Werner Wunderlich ist tot

Langjähriger Leiter der SWR-Jazzredaktion starb im Alter von 86 Jahren

Baden-Baden. Werner Wunderlich, der langjährige Leiter der Jazzredaktion des Südwestrundfunks (SWR) und bedeutende Förderer des Jazz in Deutschland ist tot.

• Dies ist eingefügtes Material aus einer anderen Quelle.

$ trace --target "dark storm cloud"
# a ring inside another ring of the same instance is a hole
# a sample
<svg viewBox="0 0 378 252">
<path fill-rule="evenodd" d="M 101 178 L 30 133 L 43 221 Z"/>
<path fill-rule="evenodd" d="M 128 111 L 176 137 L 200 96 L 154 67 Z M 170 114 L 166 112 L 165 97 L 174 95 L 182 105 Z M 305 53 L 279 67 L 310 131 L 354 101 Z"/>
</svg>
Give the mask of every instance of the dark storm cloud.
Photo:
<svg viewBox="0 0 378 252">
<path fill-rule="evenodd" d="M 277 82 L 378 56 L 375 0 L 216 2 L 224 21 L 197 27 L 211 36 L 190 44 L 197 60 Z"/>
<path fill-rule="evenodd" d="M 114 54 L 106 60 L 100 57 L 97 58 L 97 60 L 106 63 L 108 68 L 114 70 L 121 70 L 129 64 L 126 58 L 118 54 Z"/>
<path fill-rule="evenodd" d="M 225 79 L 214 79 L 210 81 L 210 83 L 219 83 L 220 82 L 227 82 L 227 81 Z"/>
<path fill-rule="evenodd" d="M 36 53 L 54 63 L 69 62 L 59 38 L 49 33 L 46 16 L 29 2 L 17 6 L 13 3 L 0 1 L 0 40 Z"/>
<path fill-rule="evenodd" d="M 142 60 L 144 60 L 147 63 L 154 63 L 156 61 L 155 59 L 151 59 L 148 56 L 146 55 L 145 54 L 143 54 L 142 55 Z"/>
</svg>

Der 1926 im westfälischen Minden geborene Wunderlich ist am gestrigen Dienstag, 2. April 2013, in Baden-Baden im Alter von 86 Jahren gestorben. SWR2-Programmchef Johannes Weiß: „Werner Wunderlich war einer der ganz Großen im deutschen Jazzjournalismus, dessen markante Stimme wir sehr vermissen werden. Die berühmte Tradition des Jazz im SWR ist ohne die Namen Joachim-Ernst Berendt und seinen unmittelbaren Nachfolger Werner Wunderlich nicht denkbar.“

Jazz war seine Leidenschaft, die Vermittlung von Jazz an ein interessiertes Publikum seine Berufung: Noch vor wenigen Monaten war Werner Wunderlich auf SWR2 zu hören. Seit 1978 arbeitete er beim damaligen SWF als Redakteur und folgte im Jahr 1987 auf Joachim-Ernst Berendt als Leiter der SWF-Jazzredaktion. Im Jahr 1991 trat er seinen Ruhestand an, blieb seinen Hörern am SWR2-Mikrofon aber weiter treu.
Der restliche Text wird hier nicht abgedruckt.